The answer, coyly withheld until the final paragraph, is basically No. ” When the law is misguided, when it oppresses the people and removes their freedoms, can we respect it? I am not really posing the question. I’m giving you the answer. It ain’t going to happen.”
McCluskey points out the way in which the vagaries of the postal ballot undoubtedly help capitalism to sow confusion and litigation whenever a strike ballot is under way, and seems to unveil a plan whereby future ballots will be conducted electronically. ” We will drive forward with modern technology and use it to increase turnouts in our ballots without being shackled by prescriptions – such as postal ballots – imposed in another age. We are not going to let the Tories destroy our democracy by shackling us to archaic procedures .”
What this ignores is the fact that, under both Tory and Labour regimes ,”our democracy” has been comprehensively violated by legislation that dares to impose preconditions on the exercise of the right to strike.
In truth the right to strike, curtailed as it is in practice, is not really “hanging by a thread” (as McCluskey suggests) but has long since ceased to have any real meaning at all. Modernising the method by which unions submit to state scrutiny of their internal affairs does not deal with this fundamental reality.

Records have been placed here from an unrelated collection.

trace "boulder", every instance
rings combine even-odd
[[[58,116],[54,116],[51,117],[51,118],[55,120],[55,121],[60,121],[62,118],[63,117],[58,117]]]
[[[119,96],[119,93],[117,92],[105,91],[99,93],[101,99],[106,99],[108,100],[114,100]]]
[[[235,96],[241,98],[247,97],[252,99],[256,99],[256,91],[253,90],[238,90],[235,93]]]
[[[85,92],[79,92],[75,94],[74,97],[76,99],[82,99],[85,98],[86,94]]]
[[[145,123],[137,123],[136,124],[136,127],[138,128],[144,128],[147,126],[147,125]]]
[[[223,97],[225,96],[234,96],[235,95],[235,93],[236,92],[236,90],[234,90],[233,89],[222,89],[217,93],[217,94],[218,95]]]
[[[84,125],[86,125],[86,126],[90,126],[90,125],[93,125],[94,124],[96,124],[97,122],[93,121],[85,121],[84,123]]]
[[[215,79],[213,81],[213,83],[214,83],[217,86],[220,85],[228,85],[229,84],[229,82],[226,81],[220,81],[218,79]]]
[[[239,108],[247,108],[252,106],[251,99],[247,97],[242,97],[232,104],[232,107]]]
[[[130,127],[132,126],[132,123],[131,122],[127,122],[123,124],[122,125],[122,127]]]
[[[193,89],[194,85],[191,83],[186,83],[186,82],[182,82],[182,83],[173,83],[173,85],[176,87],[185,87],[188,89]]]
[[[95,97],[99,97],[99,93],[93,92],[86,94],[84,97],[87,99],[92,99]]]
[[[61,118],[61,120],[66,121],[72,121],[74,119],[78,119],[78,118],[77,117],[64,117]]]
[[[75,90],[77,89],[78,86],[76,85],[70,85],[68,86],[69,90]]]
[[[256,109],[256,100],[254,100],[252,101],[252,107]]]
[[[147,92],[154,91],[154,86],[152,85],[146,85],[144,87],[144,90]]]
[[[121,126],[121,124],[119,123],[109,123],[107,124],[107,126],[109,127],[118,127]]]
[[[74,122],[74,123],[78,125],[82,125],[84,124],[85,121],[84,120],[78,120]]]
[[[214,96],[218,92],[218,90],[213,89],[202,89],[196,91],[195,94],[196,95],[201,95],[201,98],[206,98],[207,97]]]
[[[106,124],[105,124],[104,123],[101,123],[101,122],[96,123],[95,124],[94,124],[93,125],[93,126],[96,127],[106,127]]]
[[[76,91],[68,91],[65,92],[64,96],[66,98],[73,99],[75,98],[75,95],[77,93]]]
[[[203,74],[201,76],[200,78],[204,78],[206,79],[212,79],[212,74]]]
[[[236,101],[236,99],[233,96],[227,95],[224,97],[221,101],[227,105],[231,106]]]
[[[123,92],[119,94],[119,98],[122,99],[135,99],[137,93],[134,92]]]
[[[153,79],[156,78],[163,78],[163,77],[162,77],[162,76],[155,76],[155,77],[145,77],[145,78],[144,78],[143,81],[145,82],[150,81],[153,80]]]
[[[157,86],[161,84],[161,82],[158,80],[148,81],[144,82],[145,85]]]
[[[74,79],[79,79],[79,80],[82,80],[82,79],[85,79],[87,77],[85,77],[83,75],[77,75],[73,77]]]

McCluskey is right: unions should resume their proper function and act as fighting organs of the working class. Yet so long as the argument is cast exclusively in terms of the need to struggle against evil Tory governments, letting Labour off scot free, the real character of the political struggle of labour versus capital will remain obscured. He tells us that the Labour victory in 1997 was “one of the happiest days of my life“, and it is clear that even after experiencing what followed he still preserves the belief that a vote for Miliband will somehow soften the blows of austerity and give the unions a fairer deal in the courts. The happiest day for the trade union movement will be when it wrenches itself free from its enslavement to the imperialist Labour party and uproots the debilitating influence of social democracy.